灼熱探究的目光總算驚擾到了鄭衣息,他睜開眼,恰與煙兒水濛濛的杏眸相撞。
鄭衣息毫不遮掩他的歡愉,如今雖與煙兒之間多了幾分外人不能瞧見的親暱,他卻也並不著惱,只將自己怪異的心緒歸為“逢場作戲”和一點點的在意。
他循著本心將煙兒一把攬到了自己膝蓋,伏在她的頸窩處,道:“還有一會兒才能到府裡。”
言外之意是還有時間做些別的事兒。
煙兒霎時便聽明白了他的言外之意,旋即紅了雙靨,正欲掙扎時,鄭衣息漾著熱意的吻已覆上了她的丹唇。
這段時日裡,鄭衣息夜夜與她同寢,頗有些索求無度的意思。
且他極為纏人,強硬地不許煙兒有半分不願。
只是如今在車廂裡,也實在是太荒唐了些。
哪怕此刻的煙兒對鄭衣息心存感激,心悅之意已填滿了胸腔,也不願就此遂了他的意。
鄭衣息的吻飄忽不定、漫無蹤跡。
他是想在車廂裡荒唐一回,可想起煙兒是個臉皮薄的人,便也只得把心中的欲.念生生壓下,不過淺嘗輒止了一番。
*
這段時日,煙兒的字大有進益。
鄭衣息也將那本手語冊子上的手勢都學了個遍,可還是會有詞不達意的時候,這時候便不得不藉助筆墨來表達煙兒的意思。
在這一點上,鄭衣息執拗的不像話,不僅非要弄懂煙兒話裡的意思,還要逼著煙兒把她要說的話表達個清楚。
這份執拗,落在雙喜的眼裡,便是鄭衣息心悅煙兒的鐵證,否則世子爺怎麼會如此在意煙兒姑娘說了什麼呢?
只是世子爺自己不承認罷了。
今日是澄苑的奴僕們發月例的時候。
鄭衣息不在府裡。蘇氏身邊的紅雙一早便在角門處候下了,手裡拿著蘇氏賞賜給煙兒的糕點,站的腳有些酸。
可正屋裡的煙兒還沒起身,她也不敢出聲吵嚷了她。
如今的鄭國公府裡,誰人不知鄭衣息最寵身邊的啞巴婢女,許她住在正屋,與他同食同寢,分明是世子夫人才有的體面。

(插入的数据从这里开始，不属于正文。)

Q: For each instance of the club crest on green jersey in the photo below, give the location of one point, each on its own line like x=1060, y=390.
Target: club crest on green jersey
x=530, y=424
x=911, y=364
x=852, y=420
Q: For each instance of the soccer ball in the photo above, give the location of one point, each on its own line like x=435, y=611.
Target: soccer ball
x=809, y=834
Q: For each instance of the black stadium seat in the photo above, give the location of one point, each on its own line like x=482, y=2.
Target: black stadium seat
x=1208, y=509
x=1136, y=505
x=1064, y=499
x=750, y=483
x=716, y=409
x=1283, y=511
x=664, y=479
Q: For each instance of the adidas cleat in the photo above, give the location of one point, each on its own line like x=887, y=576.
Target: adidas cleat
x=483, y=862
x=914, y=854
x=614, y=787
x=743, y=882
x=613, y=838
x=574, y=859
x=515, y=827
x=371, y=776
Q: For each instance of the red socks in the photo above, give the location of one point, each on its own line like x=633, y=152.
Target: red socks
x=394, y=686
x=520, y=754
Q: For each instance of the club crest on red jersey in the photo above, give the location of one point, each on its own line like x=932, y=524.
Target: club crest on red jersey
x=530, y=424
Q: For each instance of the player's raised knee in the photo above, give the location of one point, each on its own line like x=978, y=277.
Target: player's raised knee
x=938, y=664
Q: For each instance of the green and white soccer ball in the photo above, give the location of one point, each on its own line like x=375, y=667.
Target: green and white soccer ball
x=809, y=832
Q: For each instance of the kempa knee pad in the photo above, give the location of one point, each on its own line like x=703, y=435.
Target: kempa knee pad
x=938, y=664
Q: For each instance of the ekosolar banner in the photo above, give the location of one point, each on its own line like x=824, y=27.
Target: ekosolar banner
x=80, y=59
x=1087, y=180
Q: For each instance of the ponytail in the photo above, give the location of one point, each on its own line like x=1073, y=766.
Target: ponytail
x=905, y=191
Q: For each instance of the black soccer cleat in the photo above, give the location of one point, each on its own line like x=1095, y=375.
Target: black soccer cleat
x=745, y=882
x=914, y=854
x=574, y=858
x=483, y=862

二太太蘇氏也按捺不住心中的好奇,特地趁著發月例的日子,讓紅雙趕去了澄苑,打聽打聽訊息。
澄苑內如今沒有多少伺候的丫鬟,劉氏派去的那兩個丫鬟已被鄭衣息調到了外院做粗使活計,再就是雙喜、小武那幾個小廝了。
李嬤嬤這個管事嬤嬤也早已名存實亡,如今不過掛個名,領一份例銀罷了。
所以,紅雙立在角門口許久,也沒有個人上前招呼她去耳房裡坐上一坐,她只能這般硬等。
又等了一刻鐘,正屋那兒終於傳出了些動靜。
圓兒提著銅盆走上了廊道,總算是瞧見了角門那兒的紅雙,忙笑著迎上前道:“紅雙姐姐來了。”
她將紅雙迎進了正屋,正在對鏡梳妝的煙兒也放下了手裡的篦子,撩開軟簾對著紅雙福了福身。
紅雙滿目驚訝,盯著煙兒身上這一身價值不菲的茜色花素羅衫瞧了許久,怎麼也掩不住眉目裡的驚豔。
她還是頭一回見煙兒穿這般顏色鮮亮的衣裙,本就是一張清韻動人的臉龐,再配上這樣奪目的裙衫,瞧著倒像是神仙妃子一般。
被紅雙盯得不好意思的煙兒垂下了眸,她赧然不已,卻想起昨夜鄭衣息的強硬要求,之好忍住了心內的羞意。
“我們二太太讓我給你送月例好。”紅雙收回了目光,嘴上掛著笑道:“還有這一盒糕點,也是我們二奶奶送你的。”
煙兒立時接過了那一碟糕點,朝著紅雙做了個手勢。
圓兒立時在一旁解釋道:“我們姑娘說謝過二太太,也謝過紅雙姐姐特地來澄苑跑一趟。”
如此道謝之後,按道理紅雙也該推辭離去,可今日她卻坐在了團凳之上,直勾勾地望向煙兒道:“世子爺也真是疼你。”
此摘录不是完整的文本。